Reduksi data merupakan sebuah tahapan yang bertujuan untuk

mengambil pokok-pokok dari data yang sesuai dengan tema penelitian

serta mengesampingkan data-data yang dirasa tidak diperlukan. Dalam

penelitian ini, reduksi data yang dilakukan akan mengacu pada konteks

transformasi band metal Yogyakarta yang sedang berlangsung dan

bagaimana proses transformasi tersebut terjadi.

2. Penyajian Data

Setelah melalui proses reduksi, kumpulan data dan informasi yang

ada diterjemahkan dan dikaitkan dengan teori yang digunakan peneliti

yaitu cultural studies.
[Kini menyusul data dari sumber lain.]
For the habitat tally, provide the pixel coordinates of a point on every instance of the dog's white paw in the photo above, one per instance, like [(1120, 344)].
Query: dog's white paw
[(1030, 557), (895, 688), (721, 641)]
Dan pada proses selanjutnya, data dan teori yang

telah terhubung tersebut disajikan oleh peneliti dalam bentuk deskripsi

agar peneliti dapat menarik kesimpulan pada tahap selanjutnya.

3. Penarikan Kesimpulan

Dan pada akhirnya, tahapan selanjutnya dalam proses analisis data

yang dilakukan oleh peneliti adalah penarikan kesimpulan dari deskripsi

data yang ada. Karena penarikan kesimpulan merupakan sebuah tahap

penting dan menentukan yang berada pada akhir penelitian, maka

tahap ini sudah seharusnya dilakukan dengan cermat. Kesimpulan-

30

kesimpulan yang dihasilkan harus sesuai dengan asumsi awal penelitian

agar tidak menghasilkan kesimpulan yang bersifat kabur.